17. The apparatus of claim 13, wherein the processing circuitry is configured to determine metrics regarding one or more of a likelihood of one or more branches being taken, an approximate number of function calls, a cache miss ratio, and a number of functions being executed, and to include the metrics in the one or more profiles.

18. The apparatus of claim 13, wherein the processing circuitry is configured to determine one or more stable states during execution of the code and to generate the one or more profiles based on the one or more stable states such that each profile is associated with a stable state of execution of the code.

19. The apparatus of claim 18, wherein the processing circuitry is configured to generate a plurality of profiles, each profile associated with a steady state of execution of the code, when the processing circuitry determines a plurality of steady states.

20. The apparatus of claim 19, wherein the processing circuitry is configured to determine one or more triggers for one or more transitions between the plurality of stable states, determine information about the one or more transitions between the stable states based on the one or more triggers, and bundle the information about the one or more transitions with the code.

21. An apparatus (10) for executing code written in a dynamic scripting language, the apparatus comprising means (14) for processing, the means (14) for processing being configured to:

obtaining codes written by the dynamic scripting language;

obtaining one or more profiles for accelerating execution of the code, the one or more profiles bundled with the code; and

the code is executed based on the one or more profiles.

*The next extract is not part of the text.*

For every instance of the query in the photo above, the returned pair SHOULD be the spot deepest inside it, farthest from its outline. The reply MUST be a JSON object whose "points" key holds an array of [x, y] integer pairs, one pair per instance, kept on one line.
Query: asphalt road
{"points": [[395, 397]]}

22. An apparatus (20) for providing code of a dynamic scripting language, the apparatus comprising means (24) for processing, the means (24) for processing being configured to:

obtaining the code written in the dynamic scripting language;

generating one or more profiles for accelerating execution of the code;

Binding the code with the one or more profiles; and

the code bundled with the one or more profiles is provided.

23. A method for executing code written in a dynamic scripting language, the method comprising:

obtaining (110) code written in said dynamic scripting language;

obtaining (120) one or more profiles for accelerating execution of the code, the one or more profiles being bundled with the code; and

the code is executed (160) based on the one or more profiles.

24. A method for providing code for a dynamic scripting language, the method comprising:

obtaining (210) code written in said dynamic scripting language;

generating (240) one or more profiles for accelerating execution of the code;

binding (260) the code with the one or more profiles; and

-providing (270) the code bundled with the one or more profiles.

25. A computer program having a program code for performing the method of claim 23 or the method of claim 24 when the computer program is executed on a computer, a processor or a programmable hardware component.